Support Vector Machine based diagnostic system for thyroid cancer using statistical texture features.
Objective: The aim of this study was to develop an automated computer-aided diagnostic system for diagnosis of thyroid cancer pattern in fine needle aspiration cytology (FNAC) microscopic images with high degree of sensitivity and specificity using statistical texture features and a Support Vector Machine classifier (SVM).

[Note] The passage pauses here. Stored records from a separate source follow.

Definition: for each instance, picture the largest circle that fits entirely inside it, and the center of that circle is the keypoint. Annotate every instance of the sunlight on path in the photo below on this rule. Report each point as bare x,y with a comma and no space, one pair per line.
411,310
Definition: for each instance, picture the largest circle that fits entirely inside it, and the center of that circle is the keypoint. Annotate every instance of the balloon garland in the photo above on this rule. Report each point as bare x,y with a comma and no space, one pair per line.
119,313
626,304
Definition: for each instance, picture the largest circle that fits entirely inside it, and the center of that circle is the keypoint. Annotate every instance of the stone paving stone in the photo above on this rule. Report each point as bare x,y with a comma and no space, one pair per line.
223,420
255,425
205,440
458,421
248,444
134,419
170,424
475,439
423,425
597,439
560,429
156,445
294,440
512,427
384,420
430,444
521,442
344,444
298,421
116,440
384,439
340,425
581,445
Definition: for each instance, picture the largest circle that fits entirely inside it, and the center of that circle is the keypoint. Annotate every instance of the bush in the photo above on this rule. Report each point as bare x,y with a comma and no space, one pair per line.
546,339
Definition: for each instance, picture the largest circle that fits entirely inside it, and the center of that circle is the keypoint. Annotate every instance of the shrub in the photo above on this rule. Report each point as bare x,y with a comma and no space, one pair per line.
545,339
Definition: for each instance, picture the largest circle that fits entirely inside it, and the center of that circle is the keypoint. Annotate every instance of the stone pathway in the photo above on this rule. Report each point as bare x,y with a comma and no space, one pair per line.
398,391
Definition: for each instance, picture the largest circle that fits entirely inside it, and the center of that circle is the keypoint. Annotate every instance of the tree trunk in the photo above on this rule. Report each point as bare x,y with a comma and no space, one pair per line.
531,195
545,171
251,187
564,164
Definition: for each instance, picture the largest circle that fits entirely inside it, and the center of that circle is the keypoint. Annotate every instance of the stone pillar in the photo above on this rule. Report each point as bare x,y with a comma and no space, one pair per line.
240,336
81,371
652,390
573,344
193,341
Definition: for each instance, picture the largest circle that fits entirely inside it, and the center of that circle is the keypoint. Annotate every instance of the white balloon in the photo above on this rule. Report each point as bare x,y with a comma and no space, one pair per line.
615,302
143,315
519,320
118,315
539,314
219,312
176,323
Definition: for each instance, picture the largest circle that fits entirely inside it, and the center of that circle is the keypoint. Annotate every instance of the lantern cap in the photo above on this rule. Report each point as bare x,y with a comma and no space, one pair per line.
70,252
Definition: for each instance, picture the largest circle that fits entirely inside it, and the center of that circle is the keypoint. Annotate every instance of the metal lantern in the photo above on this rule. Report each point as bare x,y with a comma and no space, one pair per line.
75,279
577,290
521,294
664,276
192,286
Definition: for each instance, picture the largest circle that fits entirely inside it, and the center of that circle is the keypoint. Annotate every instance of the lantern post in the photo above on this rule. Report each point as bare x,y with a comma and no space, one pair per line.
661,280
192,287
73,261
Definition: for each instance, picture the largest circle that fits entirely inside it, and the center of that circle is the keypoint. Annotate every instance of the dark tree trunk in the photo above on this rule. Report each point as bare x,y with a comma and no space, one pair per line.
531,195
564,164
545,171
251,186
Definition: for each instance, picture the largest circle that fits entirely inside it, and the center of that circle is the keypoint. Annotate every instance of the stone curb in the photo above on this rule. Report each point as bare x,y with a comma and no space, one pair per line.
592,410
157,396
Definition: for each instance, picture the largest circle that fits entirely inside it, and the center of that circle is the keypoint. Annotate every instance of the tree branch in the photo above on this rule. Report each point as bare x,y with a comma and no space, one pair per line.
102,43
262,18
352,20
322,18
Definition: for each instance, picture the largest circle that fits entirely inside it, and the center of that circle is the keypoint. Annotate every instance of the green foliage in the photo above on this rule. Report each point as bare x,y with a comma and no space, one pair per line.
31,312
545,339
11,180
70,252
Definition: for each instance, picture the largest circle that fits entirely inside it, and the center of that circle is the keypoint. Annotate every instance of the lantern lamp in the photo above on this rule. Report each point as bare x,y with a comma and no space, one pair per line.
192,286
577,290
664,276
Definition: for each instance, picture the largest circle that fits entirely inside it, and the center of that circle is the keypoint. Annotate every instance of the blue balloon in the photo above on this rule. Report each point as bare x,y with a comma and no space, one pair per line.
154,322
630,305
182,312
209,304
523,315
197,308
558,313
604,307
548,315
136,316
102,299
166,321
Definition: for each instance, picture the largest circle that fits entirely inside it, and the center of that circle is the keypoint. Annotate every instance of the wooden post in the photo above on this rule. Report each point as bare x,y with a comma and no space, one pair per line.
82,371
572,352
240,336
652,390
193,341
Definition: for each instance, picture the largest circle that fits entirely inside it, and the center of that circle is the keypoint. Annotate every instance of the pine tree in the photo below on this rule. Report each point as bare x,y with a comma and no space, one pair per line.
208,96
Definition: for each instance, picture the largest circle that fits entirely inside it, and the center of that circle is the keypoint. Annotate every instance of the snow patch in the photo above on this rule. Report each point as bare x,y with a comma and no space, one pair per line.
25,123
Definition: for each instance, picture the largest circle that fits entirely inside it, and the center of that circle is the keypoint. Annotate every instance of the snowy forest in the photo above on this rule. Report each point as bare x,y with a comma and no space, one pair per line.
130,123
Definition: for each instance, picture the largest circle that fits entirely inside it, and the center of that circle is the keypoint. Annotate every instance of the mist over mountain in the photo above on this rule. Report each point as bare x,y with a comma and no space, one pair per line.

Methods: A training set of 40 benign and 40 malignant FNAC images and a testing set of 10 benign and 20 malignant FNAC images were used to perform the diagnosis of thyroid cancer. Initially, segmentation of region of interest (ROI) was performed by region-based morphology segmentation. The developed diagnostic system utilized statistical texture features derived from the segmented images using a Gabor filter bank at various wavelengths and angles. Finally, the SVM was used as a machine learning algorithm to identify benign and malignant states of thyroid nodules.
Results: The SVMachieved a diagnostic accuracy of 96.7% with sensitivity and specificity of 95% and 100%, respectively, at a wavelength of 4 and an angle of 45.
Conclusions: The results show that the diagnosis of thyroid cancer in FNAC images can be effectively performed using statistical texture information derived with Gabor filters in association with an SVM.